Quando se recua no tempo, encontra-se a parceria com a FAST, empresa angolana especializada no fabrico de equipamento desportivos que desde 2023 produz de forma exclusiva os equipamentos do Petro de Luanda em diversas modalidades chaves. “A parceria com a FAST nasce precisamente dessa visão estratégica: crescer em conjunto, criar valor local e provar que é possível desenvolver produtos de elevada qualidade a partir de Angola”, destaca Marco Francisco.

Do ponto de vista operacional e estratégico, esta parceria trouxe vantagens muito claras para o Petro.
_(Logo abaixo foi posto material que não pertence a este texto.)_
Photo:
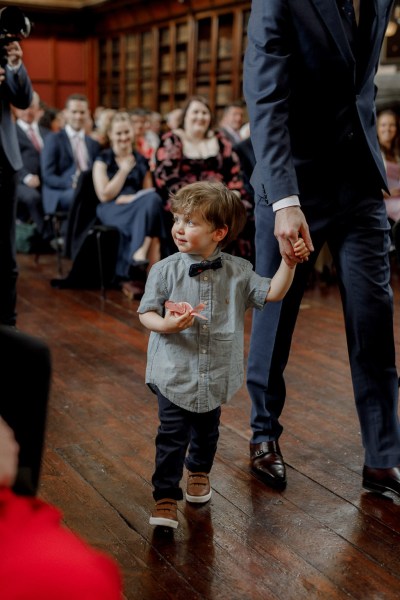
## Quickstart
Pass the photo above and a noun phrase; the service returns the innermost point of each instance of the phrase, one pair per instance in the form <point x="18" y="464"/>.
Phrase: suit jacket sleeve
<point x="18" y="88"/>
<point x="266" y="88"/>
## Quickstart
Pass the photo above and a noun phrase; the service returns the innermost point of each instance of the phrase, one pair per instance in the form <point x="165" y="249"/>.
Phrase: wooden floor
<point x="323" y="537"/>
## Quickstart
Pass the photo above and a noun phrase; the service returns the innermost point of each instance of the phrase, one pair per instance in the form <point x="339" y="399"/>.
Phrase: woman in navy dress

O clube passou a ter acesso a equipamentos produzidos quase em regime “just in time”, com design personalizado, qualidade elevada e factores diferenciadores, a preços competitivos quando comparados com os mercados internacionais. Isto permitiu ao Petro lançar edições limitadas, colecções especiais e experiências associadas ao merchandising, sem necessidade de investimentos elevados em grandes volumes ou de recorrer a soluções standardizadas de catálogo.

Marco Francisco, Director Comercial, Marketing e Negócios do Petro de Luanda

A responsabilidade social foi organizada em três pilares, Ambiente, Educação e Saúde, e condiciona projectos à capacidade de gerar impacto mensurável. Iniciativas como Carbono Azul e EcoPetro utilizam a marca como instrumento de responsabilidade pública e reforçam a presença do clube no espaço cívico.

No plano financeiro persiste o desafio da autonomia. Em mercados maduros, observa Marco, receitas provenientes de direitos televisivos, transferências e bilhética sustentam grande parte da actividade, enquanto em Angola essas fontes ainda são limitadas. O Petro investe por isso em merchandising, experiências, parcerias e produtos licenciados para reduzir dependência da casa-mãe Sonangol, numa lógica em que autonomia financeira e desempenho desportivo se reforçam mutuamente.

Os efeitos da intervenção tornaram-se gradualmente visíveis. O primeiro ano foi marcado por trabalho estrutural intenso e ausência de resultados imediatos, o que exigiu resiliência e confiança estratégica. Hoje, com a organização alinhada e indicadores tangíveis de evolução, Marco considera validado o rumo adoptado.

A transformação em curso procura converter activos intangíveis, identidade, história e ligação emocional dos adeptos, em processos operacionais e produtos mensuráveis, consolidando o Petro como uma organização desportiva orientada para sustentabilidade e projecção internacional.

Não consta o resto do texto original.